First published shortly after his death in February 1940, this is not an autobiography in the fullest sense, but rather a collection of reminiscences about people and places John Buchan had known. In the first sentence of the preface he wrote: ‘This book is a journal of certain experiences, not written in the experiencing moment, but rebuilt out of memory’.
He recalled his boyhood in Scotland, his time at Oxford, his experiences in South Africa, his time as an MP, and his impressions of America. In one chapter, ‘An Ivory Tower and its Prospect’, he wrote a little about his own books. Of Richard Hannay and others of his popular characters he says: ‘Soon these people became so real to me that I had to keep a constant eye on their doings’. Among what he considers to be his more serious fiction he believed Witch Wood to be the best.

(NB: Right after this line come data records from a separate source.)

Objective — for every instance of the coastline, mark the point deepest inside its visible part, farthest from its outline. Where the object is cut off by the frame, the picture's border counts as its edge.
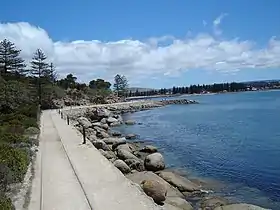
(115, 143)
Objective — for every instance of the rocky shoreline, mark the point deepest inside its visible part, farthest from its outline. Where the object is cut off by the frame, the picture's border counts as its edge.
(144, 164)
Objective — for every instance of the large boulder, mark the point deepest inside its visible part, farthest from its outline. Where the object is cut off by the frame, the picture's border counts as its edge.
(181, 183)
(139, 177)
(149, 149)
(240, 206)
(213, 202)
(124, 154)
(122, 166)
(101, 113)
(131, 136)
(155, 190)
(102, 134)
(154, 162)
(116, 133)
(129, 122)
(112, 140)
(108, 154)
(135, 164)
(99, 144)
(111, 120)
(179, 202)
(84, 122)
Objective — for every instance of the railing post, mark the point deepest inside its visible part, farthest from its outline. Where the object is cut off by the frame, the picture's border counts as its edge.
(84, 135)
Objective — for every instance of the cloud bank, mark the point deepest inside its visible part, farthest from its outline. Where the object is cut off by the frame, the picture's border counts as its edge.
(156, 57)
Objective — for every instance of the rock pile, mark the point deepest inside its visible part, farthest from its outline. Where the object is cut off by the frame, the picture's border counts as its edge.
(143, 165)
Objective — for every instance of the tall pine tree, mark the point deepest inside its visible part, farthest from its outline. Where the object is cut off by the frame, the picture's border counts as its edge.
(10, 60)
(39, 69)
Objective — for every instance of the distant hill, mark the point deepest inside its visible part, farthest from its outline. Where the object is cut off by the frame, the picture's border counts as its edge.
(133, 89)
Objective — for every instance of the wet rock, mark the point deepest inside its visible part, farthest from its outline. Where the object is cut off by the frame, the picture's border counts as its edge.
(131, 136)
(130, 122)
(124, 154)
(122, 166)
(112, 140)
(102, 134)
(101, 113)
(179, 202)
(116, 133)
(139, 177)
(240, 206)
(155, 190)
(99, 144)
(108, 154)
(149, 149)
(103, 120)
(181, 183)
(120, 145)
(84, 122)
(134, 164)
(114, 124)
(154, 162)
(209, 203)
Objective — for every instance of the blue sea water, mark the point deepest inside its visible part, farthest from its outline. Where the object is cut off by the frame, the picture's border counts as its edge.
(232, 140)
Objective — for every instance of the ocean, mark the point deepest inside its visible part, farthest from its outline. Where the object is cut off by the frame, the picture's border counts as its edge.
(230, 141)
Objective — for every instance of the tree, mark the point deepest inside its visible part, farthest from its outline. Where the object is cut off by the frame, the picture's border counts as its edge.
(10, 60)
(39, 69)
(99, 84)
(120, 85)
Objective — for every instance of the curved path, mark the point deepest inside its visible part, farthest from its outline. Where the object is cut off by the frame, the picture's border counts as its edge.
(73, 176)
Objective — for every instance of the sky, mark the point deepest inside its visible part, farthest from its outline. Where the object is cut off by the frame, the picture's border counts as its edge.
(155, 44)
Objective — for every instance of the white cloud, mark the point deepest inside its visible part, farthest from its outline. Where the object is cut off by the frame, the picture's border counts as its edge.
(216, 23)
(139, 60)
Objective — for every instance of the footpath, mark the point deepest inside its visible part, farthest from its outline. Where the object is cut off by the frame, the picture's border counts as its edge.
(71, 175)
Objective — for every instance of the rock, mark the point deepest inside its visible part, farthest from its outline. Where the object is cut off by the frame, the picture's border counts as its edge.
(102, 134)
(130, 122)
(114, 124)
(131, 136)
(113, 140)
(116, 133)
(108, 154)
(111, 120)
(154, 162)
(84, 122)
(181, 183)
(149, 149)
(139, 177)
(155, 190)
(99, 144)
(101, 113)
(32, 131)
(211, 203)
(123, 146)
(124, 154)
(135, 164)
(103, 121)
(117, 145)
(99, 129)
(240, 206)
(122, 166)
(168, 206)
(179, 202)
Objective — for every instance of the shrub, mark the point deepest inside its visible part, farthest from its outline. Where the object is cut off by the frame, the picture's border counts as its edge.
(16, 160)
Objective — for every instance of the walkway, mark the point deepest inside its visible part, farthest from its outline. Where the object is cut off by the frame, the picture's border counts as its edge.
(70, 175)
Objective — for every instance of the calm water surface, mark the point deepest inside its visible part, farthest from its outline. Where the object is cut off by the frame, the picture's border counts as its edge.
(233, 138)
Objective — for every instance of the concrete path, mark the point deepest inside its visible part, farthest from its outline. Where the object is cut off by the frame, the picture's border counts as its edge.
(70, 175)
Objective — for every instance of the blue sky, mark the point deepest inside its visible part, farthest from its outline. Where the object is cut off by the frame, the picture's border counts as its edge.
(155, 43)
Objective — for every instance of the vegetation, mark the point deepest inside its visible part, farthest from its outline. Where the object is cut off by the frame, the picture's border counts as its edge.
(121, 85)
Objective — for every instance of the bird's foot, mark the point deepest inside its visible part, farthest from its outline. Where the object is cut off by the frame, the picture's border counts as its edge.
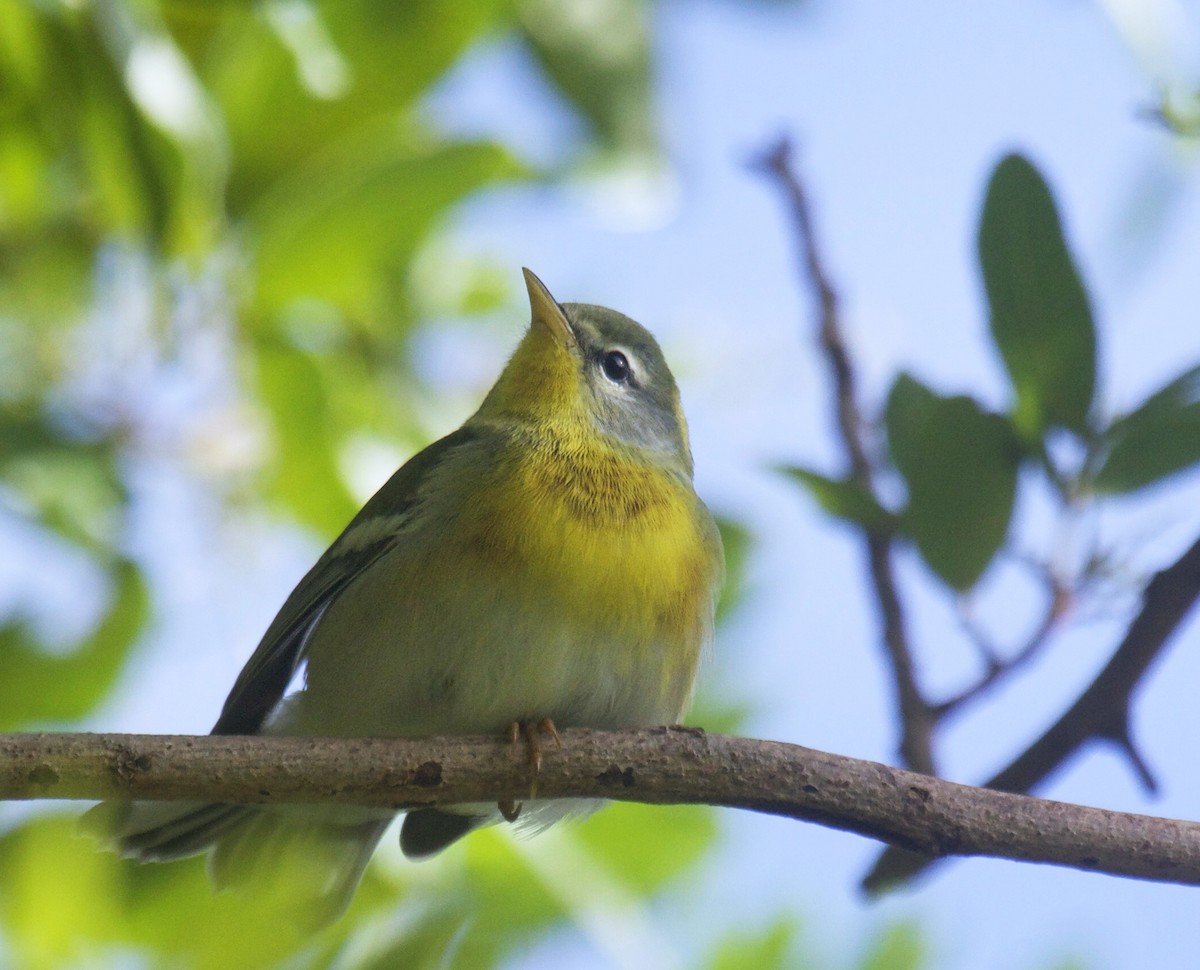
(533, 734)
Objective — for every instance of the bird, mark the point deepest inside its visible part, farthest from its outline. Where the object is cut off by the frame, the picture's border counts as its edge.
(549, 564)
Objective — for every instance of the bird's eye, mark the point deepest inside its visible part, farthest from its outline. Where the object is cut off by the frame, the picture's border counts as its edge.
(616, 366)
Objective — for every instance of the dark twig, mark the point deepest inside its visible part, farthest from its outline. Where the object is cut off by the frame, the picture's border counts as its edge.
(1101, 713)
(916, 716)
(999, 669)
(658, 766)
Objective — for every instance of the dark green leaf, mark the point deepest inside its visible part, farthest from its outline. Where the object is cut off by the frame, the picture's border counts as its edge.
(960, 466)
(844, 500)
(1153, 442)
(39, 686)
(1039, 312)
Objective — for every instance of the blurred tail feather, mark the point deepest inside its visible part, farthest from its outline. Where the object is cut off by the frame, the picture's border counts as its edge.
(310, 864)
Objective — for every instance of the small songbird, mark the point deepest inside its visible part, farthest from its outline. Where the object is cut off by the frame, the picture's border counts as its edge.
(546, 564)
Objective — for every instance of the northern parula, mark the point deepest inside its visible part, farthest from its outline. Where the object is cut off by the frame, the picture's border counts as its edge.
(547, 563)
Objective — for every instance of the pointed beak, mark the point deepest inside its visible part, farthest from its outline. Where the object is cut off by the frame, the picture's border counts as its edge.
(547, 312)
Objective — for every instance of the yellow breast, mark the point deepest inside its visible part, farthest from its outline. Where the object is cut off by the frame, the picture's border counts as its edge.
(616, 540)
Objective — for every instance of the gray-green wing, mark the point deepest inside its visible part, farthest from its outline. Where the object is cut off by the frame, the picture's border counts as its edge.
(370, 534)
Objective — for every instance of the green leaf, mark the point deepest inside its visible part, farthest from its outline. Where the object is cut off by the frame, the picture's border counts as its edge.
(601, 64)
(960, 466)
(41, 687)
(1039, 312)
(1158, 439)
(306, 477)
(737, 540)
(844, 498)
(343, 227)
(899, 947)
(772, 948)
(647, 846)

He shared an amusing incident about political heckling in the Borders. He offered insights into some of the famous men he had met, among them Lord Milner, Arthur Balfour, T E Lawrence (of whom he was an especial admirer), and George V. On his marriage he wrote: ‘I have been happy in many things, but all my other good fortune has been as dust in the balance compared with the blessing of an incomparable wife’.
With this volume appears as an appendix two chapters of an intended work on fishing which were found among his papers after his death, and bear the pencilled title: ‘Pilgrim’s Rest’.